Voilà un moment qu’on attendait le revirement de la CDU d’Angela Merkel sur l’avenir de l’énergie nucléaire au pays des poètes et des penseurs. Fukushima n’a fait qu’accélérer un mouvement qui était en marche depuis plusieurs mois, et dont les motivations sont purement politiques. L’abandon du nucléaire à l’échéance 2020 avait été décrété en l’an 2000 par le gouvernement de coalition SPD-Verts dirigé par Gerhard Schröder. Ce dernier, battu en 2005 par la coalition CDU-CSU-Libéraux dirigée par Angela Merkel, a d’ailleurs bénéficié de juteuses conséquences personnelles de ce choix : il est devenu le président du consortium germano-russe Northstream, qui pilote la construction d’un gazoduc acheminant directement le gaz de Russie vers l’Allemagne en traversant la Baltique.
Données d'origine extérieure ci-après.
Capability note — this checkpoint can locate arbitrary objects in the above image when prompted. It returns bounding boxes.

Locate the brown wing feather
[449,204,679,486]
Cette sortie programmée du nucléaire avait été mise entre parenthèses dans l’accord de coalition de 2005, en raison de l’opposition des libéraux, défenseurs traditionnels de la grande industrie favorable au nucléaire, et de la CSU bavaroise, jusque-là proche des grandes entreprises qui fondent la prospérité de ce Land méridional.
La CDU, principal parti de la coalition était, quant à elle, divisée sur la question, mais on sentait que la pression de l’opinion publique poussait inexorablement les élus chrétiens-démocrates vers les Verts.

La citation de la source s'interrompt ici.